Она
тщательно старалась скрыть свое волнение, но сын не мог не заметить беспокойство и
тревогу, появившиеся в ее глубоких карих глазах. Во время выступлений сына в Киеве,
мать по нескольку раз на день звонила ему, ее интересовало все - что ел, как играл, не
устал ли и собирается ехать куда - нибудь еще. В последнем разговоре с мамой, пианист
сообщил ей, что решил выступить с одним концертом в Донецке. Неизвестно от чего
мамин голос задрожал, смолк, словно захлебнувшись, через несколько секунд, она
заикаясь с надеждой спросила: " Ну, а после этого концерта, в тот - же день домой?" " Не
знаю, мам, как получится". Вместо ответа в трубке послышались звуки, похожие на
сдерживаемый плач, затем безразличные короткие гудки.

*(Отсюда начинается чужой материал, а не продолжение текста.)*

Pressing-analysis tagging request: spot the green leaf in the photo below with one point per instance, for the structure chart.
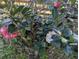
(72, 1)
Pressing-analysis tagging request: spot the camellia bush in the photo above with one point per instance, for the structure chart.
(23, 32)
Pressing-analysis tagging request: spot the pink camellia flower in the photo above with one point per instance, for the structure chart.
(3, 30)
(14, 35)
(6, 34)
(57, 4)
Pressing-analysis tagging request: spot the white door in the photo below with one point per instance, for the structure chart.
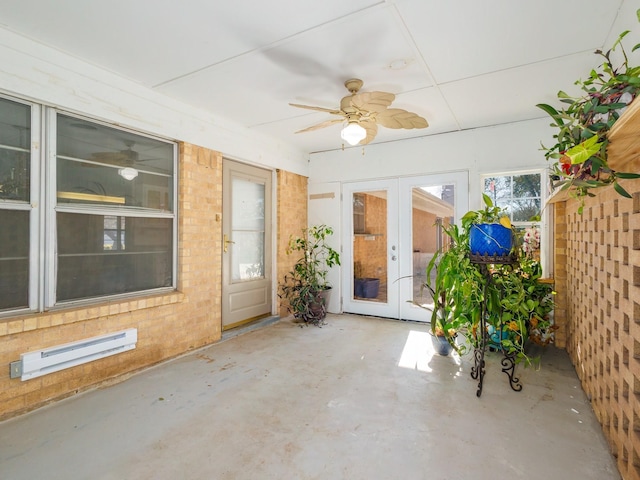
(370, 248)
(391, 229)
(246, 244)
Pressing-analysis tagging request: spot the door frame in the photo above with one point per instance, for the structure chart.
(399, 218)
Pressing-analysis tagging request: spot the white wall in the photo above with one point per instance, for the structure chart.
(44, 75)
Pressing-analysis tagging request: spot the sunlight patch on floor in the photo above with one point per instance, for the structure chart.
(417, 352)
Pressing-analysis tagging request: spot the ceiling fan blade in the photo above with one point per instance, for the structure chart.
(372, 101)
(318, 109)
(372, 131)
(399, 118)
(321, 125)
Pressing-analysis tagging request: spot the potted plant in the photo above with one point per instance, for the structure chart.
(305, 287)
(580, 152)
(490, 233)
(516, 305)
(364, 287)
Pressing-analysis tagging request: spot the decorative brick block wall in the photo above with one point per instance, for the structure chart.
(292, 219)
(168, 324)
(597, 275)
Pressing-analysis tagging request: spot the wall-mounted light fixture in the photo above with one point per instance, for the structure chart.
(128, 173)
(353, 133)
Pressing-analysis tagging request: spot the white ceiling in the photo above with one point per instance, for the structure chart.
(461, 64)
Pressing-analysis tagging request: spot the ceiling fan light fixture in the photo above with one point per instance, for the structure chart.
(353, 133)
(128, 173)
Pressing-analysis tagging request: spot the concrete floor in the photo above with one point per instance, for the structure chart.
(360, 398)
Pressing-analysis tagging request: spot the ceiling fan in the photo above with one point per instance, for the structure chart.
(363, 112)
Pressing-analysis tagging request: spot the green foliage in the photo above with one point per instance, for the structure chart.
(516, 301)
(580, 153)
(304, 286)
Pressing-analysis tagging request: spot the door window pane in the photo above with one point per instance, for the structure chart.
(86, 268)
(99, 165)
(370, 248)
(247, 230)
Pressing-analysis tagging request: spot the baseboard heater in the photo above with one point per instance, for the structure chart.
(52, 359)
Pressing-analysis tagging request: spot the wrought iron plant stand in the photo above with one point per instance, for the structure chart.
(484, 341)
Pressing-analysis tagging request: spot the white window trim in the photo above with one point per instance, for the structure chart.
(545, 239)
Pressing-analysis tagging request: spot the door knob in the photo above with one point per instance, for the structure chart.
(226, 243)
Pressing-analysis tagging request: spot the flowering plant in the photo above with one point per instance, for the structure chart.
(580, 153)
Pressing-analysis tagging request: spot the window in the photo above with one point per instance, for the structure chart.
(106, 223)
(520, 194)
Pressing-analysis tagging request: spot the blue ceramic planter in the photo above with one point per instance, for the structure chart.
(490, 239)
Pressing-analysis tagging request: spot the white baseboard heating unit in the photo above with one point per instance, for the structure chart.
(53, 359)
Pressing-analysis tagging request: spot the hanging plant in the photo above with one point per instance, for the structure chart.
(580, 154)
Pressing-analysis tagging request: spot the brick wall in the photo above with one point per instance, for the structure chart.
(168, 324)
(597, 275)
(291, 219)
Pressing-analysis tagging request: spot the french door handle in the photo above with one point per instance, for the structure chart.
(226, 243)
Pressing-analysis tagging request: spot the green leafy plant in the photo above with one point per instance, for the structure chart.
(490, 213)
(305, 287)
(579, 155)
(516, 303)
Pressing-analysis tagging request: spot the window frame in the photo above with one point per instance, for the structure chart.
(543, 224)
(43, 207)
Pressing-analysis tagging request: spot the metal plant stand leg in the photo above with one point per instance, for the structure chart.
(508, 361)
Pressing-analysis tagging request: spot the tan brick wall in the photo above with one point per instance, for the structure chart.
(292, 218)
(597, 269)
(168, 324)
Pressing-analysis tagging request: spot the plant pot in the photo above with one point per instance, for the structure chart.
(490, 239)
(441, 345)
(366, 287)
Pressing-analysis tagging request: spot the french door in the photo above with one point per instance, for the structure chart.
(392, 228)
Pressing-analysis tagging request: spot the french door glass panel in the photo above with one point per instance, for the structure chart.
(392, 229)
(427, 205)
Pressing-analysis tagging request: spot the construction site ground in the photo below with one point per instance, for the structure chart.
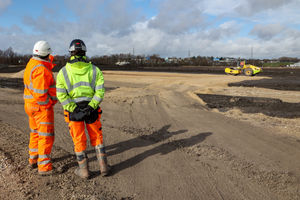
(168, 136)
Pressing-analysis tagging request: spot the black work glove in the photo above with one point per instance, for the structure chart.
(92, 115)
(77, 114)
(88, 110)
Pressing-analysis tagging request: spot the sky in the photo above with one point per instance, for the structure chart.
(181, 28)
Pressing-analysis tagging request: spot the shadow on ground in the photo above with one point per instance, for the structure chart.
(162, 149)
(277, 83)
(141, 141)
(268, 106)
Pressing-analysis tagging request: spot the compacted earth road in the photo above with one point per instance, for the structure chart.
(168, 136)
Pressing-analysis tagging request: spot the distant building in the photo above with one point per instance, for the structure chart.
(295, 65)
(122, 63)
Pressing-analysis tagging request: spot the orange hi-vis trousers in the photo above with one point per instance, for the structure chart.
(41, 123)
(77, 131)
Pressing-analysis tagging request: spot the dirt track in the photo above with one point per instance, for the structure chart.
(164, 142)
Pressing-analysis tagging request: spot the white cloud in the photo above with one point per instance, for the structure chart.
(179, 27)
(267, 32)
(176, 16)
(4, 4)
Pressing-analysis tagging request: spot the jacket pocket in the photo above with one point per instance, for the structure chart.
(67, 116)
(31, 109)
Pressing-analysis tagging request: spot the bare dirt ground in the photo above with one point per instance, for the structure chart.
(168, 136)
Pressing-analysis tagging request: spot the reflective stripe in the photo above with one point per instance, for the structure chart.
(97, 98)
(33, 131)
(44, 162)
(67, 80)
(33, 150)
(28, 96)
(44, 156)
(40, 65)
(82, 153)
(43, 102)
(94, 77)
(76, 85)
(53, 97)
(33, 157)
(36, 90)
(79, 99)
(40, 91)
(99, 146)
(61, 90)
(99, 87)
(45, 134)
(66, 102)
(46, 123)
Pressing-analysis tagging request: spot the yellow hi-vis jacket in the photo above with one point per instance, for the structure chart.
(79, 81)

Александр решил, что этот концерт сыграл плохо. Играя, он не ощущал привычного
слияния себя и инструмента в единое целое, которое необходимо для виртуозного
исполнения. Александру не давали покоя мысли о всхлипывающей трубке. Ох, мама,
мама. Занавес опустился. Концертный зал имени С. Прокофьева рукоплескал. Пианист
тяжело вздохнул и пошел, как подобает, к публике. Она хлопала стоя. Здесь, как нигде ,
прослеживалось явное расслоение общества. На лучших местах богатые, сверкающие
драгоценностями, люди, а дальше народ победнее и попроще, но зато сколько восторга в
его глазах. Глядя именно в эти глаза, Александр улыбнулся, наверное, все - таки сносно
сыграл.
Он терпеливо дождался конца банкета, устроенного в его честь, и сославшись на
усталость, поехал в отель. По дороге Александр спросил шофера:
- Анатолий Петрович, а как мне добраться до Ханжонково?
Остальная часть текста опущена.